Case: 12-40099 Document: 00512067714 Page: 1 Date Filed: 11/29/2012
IN THE UNITED STATES COURT OF APPEALS
FOR THE FIFTH CIRCUIT United States Court of Appeals
Fifth Circuit
FILED
November 29, 2012
No. 12-40099
Summary Calendar Lyle W. Cayce
Clerk
UNITED STATES OF AMERICA,
Plaintiff-Appellee
v.
ELDRED JOHNSON,
Defendant-Appellant
Appeal from the United States District Court
for the Southern District of Texas
USDC No. 2:11-CR-872-1
Before SMITH, DeMOSS, and SOUTHWICK, Circuit Judges.
PER CURIAM:*
Eldred Johnson appeals his 42 month sentence imposed following his
guilty plea conviction for possession with intent to distribute less than 50
kilograms of marijuana. See 21 U.S.C. § 841. He argues that the district court
erred in finding that a prior Texas conviction for assault was a crime of violence,
which qualified him for an enhancement as a career offender under U.S.S.G.

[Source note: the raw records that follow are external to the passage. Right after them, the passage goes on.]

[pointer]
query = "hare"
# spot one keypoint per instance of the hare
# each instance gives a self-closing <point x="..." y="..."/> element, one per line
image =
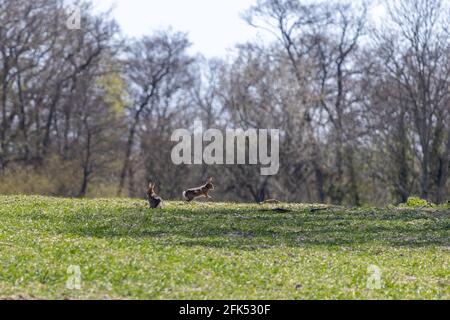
<point x="202" y="191"/>
<point x="154" y="200"/>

§ 4B1.1. However, Johnson also argues that the district court erred by failing
to rule on his objection to this enhancement.
*
Pursuant to 5TH CIR. R. 47.5, the court has determined that this opinion should not
be published and is not precedent except under the limited circumstances set forth in 5TH CIR.
R. 47.5.4.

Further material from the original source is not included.